From CEO salary caps to taxes on AIG bonuses, American economic policy is reflecting a newfound populist anger.
Americans are mad, and they’re not going to take it anymore.
Which raises the question: Why were Americans taking it at all?
Backward CEO compensation is nothing new. According to The Wall Street Journal, Ford CEO Alan Mulally received $21.67 million in compensation for 2007. In the same year, Ford posted $2.72 billion in losses.
Overseas, more than 200 heads of Japanese firms have cut their own pay since April, according to a survey by the Nikkei Business Daily. And their CEOs already make much less money to begin with.
Now, there are a lot of factors that make executive pay around the world less than America’s. But judging from recent events, American companies seem to have the short end of the executive talent stick.
The economy is negating the argument that companies need to pay top talent top dollars, because it has become more and more obvious they’re not that talented.
For the sake of argument, say that executives were the most talented for the job. If that’s true, and the companies still tank, what does that say about their effectiveness?
Twenty million dollars a year for a CEO makes sense for a company like Apple that requires strong leadership for a clear direction.
But what direction do car manufacturing or insurance company CEOs
provide? Their future is simple: Make cars or sell insurance. Unless Ford starts making canned soup, their direction is pretty clear.
That’s part of the problem. Hardly anyone knows whether a CEO deserves compensation, because few people have a tangible idea of what he or she is doing.
If all working people in America have to prove to their boss that they’re competent to keep their job, their boss should do the same for them.
CEOs should have to prove that their involvement has gained their company more profit per year than their annual compensation.
And if a CEO’s compensation outweighs the profit increases he or she has brought about, that should be grounds for dismissal.
The way CEOs are paid should also be rethought. CEOs are compensated in a multitude of ways, the most dubious of which is the cash bonus.

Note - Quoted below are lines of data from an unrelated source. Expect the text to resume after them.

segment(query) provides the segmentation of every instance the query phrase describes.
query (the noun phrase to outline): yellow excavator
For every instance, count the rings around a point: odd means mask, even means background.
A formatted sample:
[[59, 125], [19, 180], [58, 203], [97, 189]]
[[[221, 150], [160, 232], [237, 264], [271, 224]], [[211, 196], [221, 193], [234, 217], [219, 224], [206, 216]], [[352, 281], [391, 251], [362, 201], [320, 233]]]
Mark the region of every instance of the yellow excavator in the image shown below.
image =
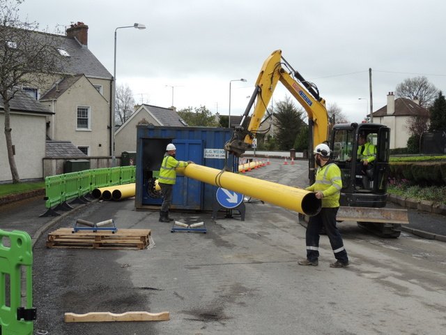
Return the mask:
[[[387, 176], [389, 170], [390, 129], [377, 124], [332, 125], [328, 134], [329, 118], [325, 101], [314, 84], [307, 82], [285, 60], [281, 50], [272, 52], [263, 63], [253, 94], [232, 138], [225, 144], [226, 151], [240, 157], [252, 148], [256, 135], [268, 111], [267, 106], [280, 82], [307, 112], [309, 121], [309, 179], [315, 177], [313, 148], [327, 141], [331, 159], [342, 173], [343, 188], [339, 221], [356, 221], [367, 230], [385, 237], [398, 237], [401, 224], [408, 223], [406, 209], [385, 208], [387, 202]], [[254, 105], [255, 104], [255, 105]], [[248, 124], [248, 115], [254, 106]], [[360, 137], [375, 148], [374, 161], [364, 173], [358, 172]]]

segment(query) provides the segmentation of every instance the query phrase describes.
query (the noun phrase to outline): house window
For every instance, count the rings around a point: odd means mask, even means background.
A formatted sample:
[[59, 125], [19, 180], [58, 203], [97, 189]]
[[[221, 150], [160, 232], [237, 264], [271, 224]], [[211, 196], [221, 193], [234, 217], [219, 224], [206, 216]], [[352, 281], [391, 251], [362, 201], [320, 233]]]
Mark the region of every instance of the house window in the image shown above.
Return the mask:
[[85, 154], [86, 156], [89, 156], [90, 151], [90, 147], [77, 147], [81, 151]]
[[96, 89], [96, 91], [98, 91], [99, 93], [101, 94], [101, 95], [102, 94], [102, 85], [93, 85], [95, 87], [95, 89]]
[[77, 129], [90, 129], [90, 107], [77, 106]]
[[38, 100], [39, 98], [38, 91], [37, 89], [33, 89], [32, 87], [24, 87], [23, 91], [36, 100]]
[[61, 54], [61, 56], [63, 56], [64, 57], [70, 57], [70, 54], [65, 49], [62, 49], [59, 47], [59, 49], [57, 49], [57, 51], [59, 51], [59, 53]]
[[6, 42], [6, 45], [10, 49], [17, 49], [17, 43], [13, 42], [12, 40], [8, 40]]

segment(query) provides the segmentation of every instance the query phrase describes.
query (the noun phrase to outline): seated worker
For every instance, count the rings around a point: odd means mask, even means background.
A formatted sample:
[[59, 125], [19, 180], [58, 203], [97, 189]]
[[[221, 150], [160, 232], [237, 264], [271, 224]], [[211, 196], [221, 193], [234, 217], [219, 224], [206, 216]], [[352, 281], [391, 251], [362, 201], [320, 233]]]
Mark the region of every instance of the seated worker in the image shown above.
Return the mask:
[[[371, 179], [373, 174], [367, 175], [367, 170], [371, 169], [369, 164], [372, 163], [376, 158], [376, 147], [372, 143], [367, 142], [367, 136], [364, 133], [360, 134], [357, 139], [357, 161], [360, 164], [356, 165], [356, 175], [362, 176], [362, 185], [364, 188], [368, 188], [369, 180]], [[357, 181], [358, 178], [357, 177]], [[361, 184], [360, 184], [361, 186]]]

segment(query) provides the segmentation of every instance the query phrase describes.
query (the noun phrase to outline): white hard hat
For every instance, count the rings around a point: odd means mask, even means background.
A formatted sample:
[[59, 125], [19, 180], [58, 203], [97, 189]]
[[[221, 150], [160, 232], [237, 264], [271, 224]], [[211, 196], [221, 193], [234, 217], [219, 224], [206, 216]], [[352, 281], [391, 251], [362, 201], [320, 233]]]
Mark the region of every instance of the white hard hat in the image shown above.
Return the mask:
[[323, 157], [328, 157], [330, 156], [330, 148], [328, 146], [324, 143], [321, 143], [316, 146], [314, 148], [314, 151], [313, 153], [316, 155], [316, 154], [320, 154]]
[[167, 144], [167, 147], [166, 147], [166, 151], [170, 151], [171, 150], [176, 150], [176, 148], [174, 144], [172, 144], [171, 143], [169, 143]]

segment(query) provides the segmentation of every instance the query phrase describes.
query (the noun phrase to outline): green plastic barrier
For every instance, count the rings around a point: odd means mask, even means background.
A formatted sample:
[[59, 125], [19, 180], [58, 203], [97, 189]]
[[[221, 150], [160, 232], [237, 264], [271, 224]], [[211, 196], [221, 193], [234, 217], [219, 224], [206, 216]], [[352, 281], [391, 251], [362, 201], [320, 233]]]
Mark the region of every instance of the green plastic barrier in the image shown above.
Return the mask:
[[103, 168], [102, 169], [95, 169], [91, 170], [93, 179], [91, 186], [93, 190], [110, 186], [109, 184], [109, 170], [110, 169]]
[[[0, 229], [0, 334], [32, 335], [36, 309], [33, 306], [33, 251], [25, 232]], [[22, 267], [26, 271], [22, 283]], [[22, 285], [26, 296], [22, 297]], [[26, 298], [25, 306], [22, 305]]]
[[91, 170], [84, 170], [79, 171], [77, 183], [77, 196], [82, 197], [91, 192], [92, 184]]
[[[59, 215], [52, 207], [85, 195], [95, 188], [135, 182], [136, 167], [86, 170], [45, 178], [45, 207], [41, 216]], [[70, 209], [66, 207], [64, 210]], [[0, 333], [1, 334], [1, 333]]]
[[62, 174], [65, 181], [65, 199], [68, 201], [77, 198], [79, 193], [79, 172], [70, 172]]
[[109, 186], [113, 186], [114, 185], [121, 184], [121, 167], [112, 168], [109, 169], [109, 178], [110, 184]]
[[62, 175], [47, 177], [45, 179], [46, 208], [51, 208], [62, 202], [61, 199], [65, 192]]

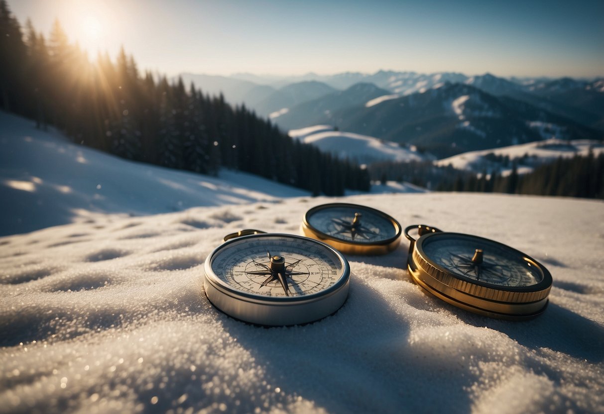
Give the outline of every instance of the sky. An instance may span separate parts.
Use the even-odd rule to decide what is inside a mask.
[[[604,1],[8,0],[91,57],[123,45],[140,68],[280,75],[487,72],[604,76]]]

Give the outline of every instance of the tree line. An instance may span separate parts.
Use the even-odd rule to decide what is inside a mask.
[[[141,74],[123,48],[92,62],[56,21],[47,40],[0,0],[0,108],[118,156],[216,174],[221,167],[341,196],[368,191],[368,171],[294,140],[245,105],[182,79]]]
[[[513,162],[511,171],[506,176],[494,171],[477,174],[426,162],[383,162],[371,165],[370,173],[373,180],[404,180],[436,191],[604,199],[604,153],[596,156],[590,151],[587,156],[559,157],[522,174],[518,173],[517,162]]]

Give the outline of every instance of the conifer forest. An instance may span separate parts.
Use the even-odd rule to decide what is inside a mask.
[[[181,79],[141,74],[123,48],[94,63],[56,21],[48,39],[0,0],[0,109],[135,161],[215,174],[220,167],[339,196],[369,189],[356,164],[295,141],[245,105]]]

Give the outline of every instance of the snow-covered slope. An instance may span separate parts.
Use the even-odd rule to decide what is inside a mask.
[[[116,161],[0,115],[2,225],[80,217],[0,237],[0,413],[604,412],[602,202],[283,198],[297,190]],[[149,214],[185,202],[204,206]],[[349,256],[348,300],[314,323],[259,328],[210,305],[203,263],[224,235],[297,234],[307,209],[332,202],[524,251],[552,274],[548,308],[514,323],[429,296],[406,276],[404,238],[385,256]]]
[[[329,129],[329,130],[326,130]],[[335,131],[333,127],[316,125],[291,130],[289,135],[310,144],[321,151],[348,158],[361,164],[376,161],[410,161],[427,159],[426,155],[395,142],[352,132]]]
[[[305,195],[248,174],[223,171],[214,178],[129,162],[0,112],[0,235],[98,212],[140,215]]]
[[[316,323],[258,328],[210,305],[203,263],[225,234],[297,233],[332,201],[524,251],[552,273],[548,308],[515,323],[428,296],[406,276],[405,240],[349,256],[350,296]],[[601,202],[467,193],[97,216],[4,237],[0,412],[601,413],[603,240]]]
[[[550,138],[542,141],[492,150],[472,151],[440,159],[434,163],[442,166],[451,164],[458,170],[467,170],[476,173],[486,170],[489,173],[497,171],[500,173],[506,173],[512,168],[510,160],[516,159],[523,163],[518,172],[527,173],[532,171],[535,167],[545,162],[551,162],[559,157],[566,158],[575,155],[586,156],[590,148],[597,156],[604,153],[604,143],[587,139],[569,141]],[[493,155],[495,156],[492,156]],[[503,160],[500,159],[501,157],[507,157],[506,165],[503,165]]]

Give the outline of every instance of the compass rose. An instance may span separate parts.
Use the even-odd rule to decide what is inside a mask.
[[[332,218],[332,221],[336,226],[340,227],[335,234],[349,233],[353,240],[356,237],[368,240],[378,235],[377,232],[361,224],[361,217],[362,217],[362,214],[361,213],[355,213],[355,218],[350,223],[345,221],[342,218]]]
[[[285,295],[289,296],[291,294],[291,292],[289,290],[289,285],[288,284],[288,278],[291,279],[292,276],[308,275],[308,273],[306,272],[294,272],[294,268],[301,261],[302,259],[287,264],[285,263],[285,258],[281,256],[272,256],[268,251],[266,252],[266,255],[269,259],[268,264],[259,263],[255,260],[252,259],[254,265],[256,267],[260,268],[260,270],[246,270],[245,273],[254,276],[268,276],[268,277],[262,282],[260,287],[264,287],[271,282],[278,281],[279,283],[281,284],[281,286],[283,288],[283,290],[285,291]]]

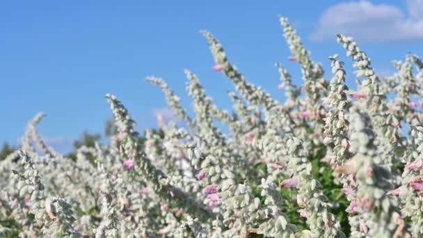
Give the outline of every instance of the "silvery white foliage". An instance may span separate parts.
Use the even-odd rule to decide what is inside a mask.
[[[392,189],[389,170],[375,146],[368,116],[352,109],[348,118],[351,125],[351,159],[337,172],[353,174],[357,182],[356,200],[349,209],[351,237],[409,237],[401,218],[398,200],[386,194]]]
[[[273,100],[261,87],[257,87],[245,80],[245,77],[229,62],[222,45],[213,35],[207,31],[200,31],[200,33],[207,38],[216,63],[223,66],[222,72],[231,79],[237,90],[247,102],[257,106],[263,106],[266,110],[278,104],[278,102]]]
[[[5,188],[0,216],[23,225],[17,231],[21,237],[79,233],[102,237],[246,237],[254,233],[343,237],[329,212],[337,202],[328,200],[311,173],[310,159],[319,159],[334,162],[335,171],[342,173],[334,180],[340,179],[351,202],[346,212],[352,237],[408,237],[408,229],[414,237],[421,236],[423,113],[410,97],[423,94],[423,63],[408,54],[404,63],[392,62],[398,71],[394,77],[380,81],[365,53],[352,38],[340,35],[358,68],[358,77],[364,76],[362,83],[358,81],[360,90],[352,92],[345,86],[344,63],[337,55],[330,58],[334,76],[329,84],[321,65],[312,61],[287,19],[280,19],[304,80],[302,87],[296,87],[287,71],[276,65],[284,84],[280,88],[287,98],[284,104],[246,81],[218,41],[202,31],[216,64],[214,70],[222,71],[243,97],[229,93],[235,113],[230,116],[214,105],[197,77],[186,70],[193,118],[163,79],[147,77],[163,90],[189,129],[160,120],[159,132],[147,131],[145,144],[138,144],[135,122],[115,97],[107,95],[118,134],[106,148],[96,143],[78,149],[75,162],[44,143],[36,124],[45,115],[38,114],[22,138],[22,148],[31,166],[18,166],[15,173],[19,175],[10,176],[19,153],[0,162],[0,186]],[[412,61],[418,71],[415,77]],[[305,97],[301,97],[302,90]],[[388,103],[385,95],[392,91],[395,100]],[[356,100],[347,99],[346,93]],[[325,109],[325,104],[333,108]],[[223,134],[216,120],[232,133]],[[408,141],[399,136],[402,122],[412,125]],[[406,166],[401,180],[393,166],[397,159]],[[308,225],[304,230],[289,223],[282,211],[289,212],[292,207],[285,207],[287,203],[282,203],[280,188],[275,184],[291,175],[299,182],[299,216],[307,217]],[[399,187],[390,190],[392,182]],[[393,196],[397,195],[401,206]],[[410,223],[405,223],[399,208]],[[0,237],[16,234],[16,229],[1,225]]]
[[[342,165],[348,159],[350,143],[347,135],[349,122],[345,119],[345,112],[349,111],[351,105],[344,93],[344,90],[348,90],[349,88],[345,85],[344,62],[338,61],[337,58],[337,54],[329,57],[332,61],[332,73],[335,75],[330,80],[328,97],[324,98],[324,104],[332,107],[324,119],[324,143],[332,150],[329,155],[330,163]]]
[[[395,99],[393,105],[390,107],[390,111],[394,113],[400,121],[410,122],[412,115],[415,112],[413,103],[410,97],[418,94],[420,86],[413,74],[412,57],[407,54],[406,61],[392,61],[398,72],[393,75],[396,79],[396,84],[392,85],[395,91]]]
[[[346,55],[354,60],[353,67],[358,68],[355,71],[357,77],[364,76],[360,88],[360,93],[362,93],[362,97],[365,100],[365,106],[363,105],[362,109],[372,118],[372,126],[376,135],[375,143],[378,145],[383,159],[381,165],[392,173],[392,182],[399,184],[400,175],[394,168],[393,161],[396,157],[395,149],[401,142],[400,122],[394,113],[388,111],[386,96],[382,93],[379,78],[370,66],[370,58],[360,50],[352,38],[338,34],[337,38],[347,50]]]
[[[328,211],[328,198],[323,194],[320,182],[313,178],[312,164],[301,141],[291,137],[287,142],[289,156],[288,169],[291,179],[298,180],[297,203],[301,207],[310,226],[310,237],[345,237],[336,217]]]
[[[307,109],[310,111],[319,111],[321,105],[319,101],[326,93],[327,82],[323,77],[323,67],[320,63],[316,64],[310,58],[310,51],[306,50],[301,44],[300,37],[288,23],[288,19],[279,16],[280,24],[283,27],[283,36],[289,46],[289,50],[301,66],[303,80],[305,82]]]
[[[200,173],[205,174],[202,180],[209,185],[216,184],[215,193],[207,196],[206,202],[213,203],[212,206],[216,201],[223,203],[223,223],[228,228],[223,232],[223,237],[241,237],[249,232],[271,234],[272,229],[269,225],[276,224],[280,228],[278,232],[282,237],[293,237],[295,226],[288,223],[283,213],[273,214],[266,206],[260,206],[260,198],[253,196],[249,186],[237,184],[234,175],[227,168],[221,170],[220,165],[224,164],[225,161],[215,157],[218,156],[216,154],[216,150],[207,152],[207,145],[198,139],[195,147],[189,148],[188,154],[193,165],[201,168]],[[276,221],[262,223],[261,227],[257,224],[258,221],[271,219],[273,216],[276,216]]]
[[[200,123],[205,120],[212,120],[213,118],[218,119],[223,123],[229,122],[231,120],[229,117],[229,112],[226,110],[221,111],[216,105],[212,103],[212,98],[206,95],[205,91],[200,84],[200,81],[197,78],[197,76],[188,70],[184,70],[184,72],[188,79],[189,79],[189,83],[186,84],[186,90],[189,94],[194,97],[195,102],[201,102],[203,104],[202,106],[205,109],[207,108],[209,113],[209,116],[205,116],[204,112],[202,114],[198,113],[197,120],[198,122]],[[194,110],[195,110],[195,104],[194,104]],[[196,110],[196,111],[199,111],[199,110]],[[207,122],[213,123],[212,121]]]
[[[288,73],[287,69],[279,63],[276,63],[275,66],[278,67],[279,70],[280,81],[282,82],[284,85],[283,88],[285,90],[287,100],[285,101],[285,104],[288,108],[293,108],[298,104],[298,97],[301,94],[301,90],[292,83],[291,75]]]
[[[419,120],[413,120],[409,138],[410,152],[404,159],[406,161],[402,175],[402,185],[392,191],[401,200],[403,215],[411,218],[410,231],[413,237],[423,235],[423,198],[421,178],[423,177],[423,125]]]
[[[115,207],[115,189],[109,175],[101,161],[97,161],[97,168],[100,180],[99,203],[101,204],[102,221],[94,230],[96,238],[117,237],[118,234],[118,219]],[[113,205],[114,202],[115,205]]]
[[[157,85],[164,92],[166,95],[166,100],[169,106],[170,106],[175,112],[176,115],[182,119],[186,120],[189,127],[195,130],[195,123],[191,119],[189,116],[186,113],[185,110],[179,104],[180,97],[176,96],[173,91],[169,88],[168,84],[161,78],[157,78],[154,77],[145,77],[145,80],[152,84]]]
[[[31,224],[26,216],[29,207],[25,204],[14,196],[12,196],[7,191],[0,191],[0,217],[6,219],[13,218],[19,224],[22,225],[24,230],[20,235],[22,237],[35,237],[36,232],[33,230]]]
[[[38,171],[29,155],[19,150],[20,162],[24,166],[23,173],[13,170],[19,177],[17,189],[19,196],[29,196],[30,212],[42,228],[45,237],[80,237],[81,234],[73,228],[75,221],[70,205],[63,198],[50,200],[44,194],[44,185],[41,183]],[[47,198],[47,199],[46,199]]]
[[[115,96],[106,96],[111,104],[112,113],[115,116],[116,126],[120,131],[125,130],[125,136],[122,139],[121,148],[123,155],[134,158],[138,163],[134,172],[143,177],[152,183],[152,189],[162,199],[173,200],[180,207],[186,209],[186,212],[205,221],[213,215],[210,211],[198,203],[190,194],[183,192],[180,189],[171,186],[166,181],[167,176],[154,167],[151,161],[146,157],[140,156],[138,145],[136,141],[138,133],[134,132],[134,122],[131,119],[127,110]]]
[[[271,180],[262,179],[259,189],[261,190],[260,195],[266,198],[264,200],[266,207],[259,212],[266,214],[266,216],[263,217],[263,222],[259,225],[259,233],[268,237],[295,237],[294,233],[296,231],[296,228],[294,225],[287,223],[287,215],[280,210],[280,207],[282,207],[282,198],[276,184]],[[296,236],[298,237],[298,234]]]
[[[322,119],[326,115],[326,110],[321,104],[320,100],[327,95],[328,88],[327,81],[323,77],[323,67],[321,64],[315,63],[311,59],[311,53],[305,50],[296,31],[288,23],[288,19],[279,16],[279,19],[283,27],[283,36],[289,46],[289,50],[301,67],[304,81],[301,88],[305,90],[305,99],[301,100],[301,110],[311,114],[313,120],[310,124],[314,131],[314,136],[311,139],[314,144],[319,145],[321,143],[324,125]],[[300,136],[298,138],[303,141],[310,140],[307,136]],[[314,153],[317,152],[314,151]]]

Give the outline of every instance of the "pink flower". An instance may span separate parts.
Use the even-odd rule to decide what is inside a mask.
[[[217,193],[210,193],[207,195],[207,198],[210,199],[212,201],[221,201],[222,198],[221,198]]]
[[[295,177],[286,179],[280,183],[280,185],[285,188],[296,187],[298,185],[298,180]]]
[[[212,68],[213,68],[213,70],[214,70],[215,72],[218,72],[218,71],[221,71],[223,69],[224,69],[225,66],[216,63],[214,65],[213,65]]]
[[[353,189],[348,187],[346,188],[343,188],[342,189],[341,189],[341,191],[342,191],[342,193],[344,193],[344,194],[349,195],[353,191]]]
[[[416,168],[422,167],[422,160],[416,159],[413,163],[410,163],[406,166],[406,169],[408,170],[414,170]]]
[[[356,204],[356,202],[351,202],[351,203],[349,204],[349,206],[348,206],[348,209],[350,210],[350,212],[353,212],[356,206],[357,205]]]
[[[308,111],[304,111],[300,112],[300,116],[301,118],[304,118],[305,116],[309,116],[310,115],[310,113]]]
[[[141,194],[149,194],[152,191],[152,189],[150,189],[150,188],[144,188],[144,189],[141,189],[141,191],[140,191],[140,193]]]
[[[301,209],[297,212],[300,214],[300,216],[301,217],[308,217],[310,215],[305,209]]]
[[[134,159],[128,159],[123,162],[123,166],[128,168],[132,168],[135,167],[135,161]]]
[[[295,56],[289,56],[288,57],[288,60],[289,61],[296,61],[296,58]]]
[[[211,184],[211,185],[206,186],[206,193],[207,194],[216,193],[216,191],[217,191],[217,185]]]
[[[361,92],[361,91],[358,91],[358,92],[349,91],[347,93],[349,93],[350,97],[351,97],[351,98],[360,99],[360,98],[367,98],[367,96],[363,92]]]
[[[248,132],[244,135],[244,138],[247,141],[251,141],[254,138],[255,135],[253,132]]]
[[[392,195],[392,196],[402,196],[405,192],[406,192],[406,190],[404,189],[404,188],[402,187],[400,187],[397,189],[388,191],[388,194]]]
[[[278,89],[281,90],[282,88],[285,88],[285,84],[280,84],[278,86]]]
[[[280,168],[283,167],[282,165],[278,163],[271,163],[269,164],[269,166],[273,168]]]
[[[367,233],[369,231],[369,228],[363,219],[360,219],[360,230],[361,230],[361,231],[365,234]]]
[[[423,182],[412,182],[410,183],[410,185],[411,186],[411,188],[414,190],[423,190]]]
[[[197,180],[202,180],[202,179],[206,176],[206,174],[202,173],[202,172],[200,172],[198,173],[198,174],[197,175]]]

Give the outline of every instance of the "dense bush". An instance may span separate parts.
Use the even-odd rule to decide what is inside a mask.
[[[118,132],[106,146],[79,145],[72,159],[43,143],[38,115],[22,147],[0,163],[0,237],[423,237],[423,114],[411,100],[422,93],[423,62],[408,54],[381,79],[356,42],[338,35],[357,68],[353,91],[338,55],[329,57],[328,81],[280,19],[304,81],[294,85],[276,64],[283,104],[247,81],[204,31],[213,69],[237,89],[229,93],[233,113],[214,104],[189,70],[195,118],[163,79],[147,77],[186,128],[161,120],[141,138],[107,95]]]

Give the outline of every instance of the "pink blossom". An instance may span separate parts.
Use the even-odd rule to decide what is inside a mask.
[[[404,188],[402,187],[400,187],[397,189],[388,191],[388,194],[392,195],[392,196],[401,196],[404,194],[405,192],[406,192],[406,190],[404,189]]]
[[[149,194],[152,191],[152,189],[150,189],[150,188],[144,188],[144,189],[141,189],[141,191],[140,191],[140,193],[141,194]]]
[[[253,132],[248,132],[244,135],[245,139],[247,141],[251,141],[255,137],[255,135]]]
[[[351,98],[356,98],[356,99],[360,99],[360,98],[366,98],[367,97],[367,96],[361,91],[358,91],[358,92],[349,92],[350,97],[351,97]]]
[[[295,56],[289,56],[288,57],[288,60],[289,61],[296,61],[296,58]]]
[[[411,186],[411,188],[414,190],[423,190],[423,182],[412,182],[410,183],[410,185]]]
[[[278,163],[271,163],[269,166],[273,168],[281,168],[283,166]]]
[[[286,179],[280,183],[280,185],[285,188],[296,187],[298,185],[298,180],[295,177]]]
[[[348,209],[350,210],[350,212],[353,212],[354,210],[354,208],[357,206],[357,204],[356,204],[356,202],[353,201],[349,204],[349,206],[348,206]]]
[[[206,186],[206,193],[207,194],[216,193],[216,191],[217,191],[217,185],[216,185],[216,184],[211,184],[211,185]]]
[[[202,179],[206,176],[206,174],[203,172],[200,172],[197,175],[197,180],[202,180]]]
[[[213,70],[214,70],[215,72],[218,72],[218,71],[221,71],[223,69],[224,69],[225,66],[216,63],[214,65],[213,65],[212,68],[213,68]]]
[[[413,163],[410,163],[406,166],[406,169],[408,170],[414,170],[422,166],[422,160],[416,159]]]
[[[367,232],[369,231],[369,228],[367,228],[367,225],[366,225],[366,223],[363,219],[360,219],[360,229],[365,234],[367,233]]]
[[[212,201],[221,201],[222,198],[221,198],[217,193],[210,193],[207,195],[207,198],[210,199]]]
[[[300,214],[300,216],[301,217],[308,217],[309,216],[309,213],[305,209],[301,209],[297,211]]]
[[[401,161],[403,164],[406,164],[407,162],[406,161],[406,159],[404,159],[404,157],[395,158],[395,159]]]
[[[341,189],[341,191],[342,191],[342,193],[344,193],[344,194],[349,195],[353,191],[353,189],[348,187],[346,188],[343,188],[342,189]]]
[[[310,113],[308,111],[304,111],[300,112],[300,116],[301,118],[304,118],[305,116],[309,116],[310,115]]]
[[[123,162],[123,166],[128,168],[132,168],[135,167],[135,161],[134,159],[128,159]]]
[[[278,89],[281,90],[282,88],[285,88],[285,84],[280,84],[278,86]]]

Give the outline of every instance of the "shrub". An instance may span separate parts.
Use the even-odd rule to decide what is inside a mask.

It doesn’t matter if cash bonuses go to CEOs or cashiers. Giving an extra lump sum of cash to someone for no tangible reason, as demonstrated by AIG, is a bad idea.
One option, which was laid out by several economists in a paper for the Social Science Research Network, is to create an executive compensation system in which pay is directly linked to stocks.
If the stock goes down, the executive’s compensation is used accordingly to buy stock.
I’m not going to pretend that I fully understand the inner workings of such a model.
But executives can’t point to large profits and say, “Look what I’ve done,” and then point to huge losses and say, “Not my fault.”
If high-level executives are really worth millions of dollars, then they should share in their companies’ windfalls and woes alike.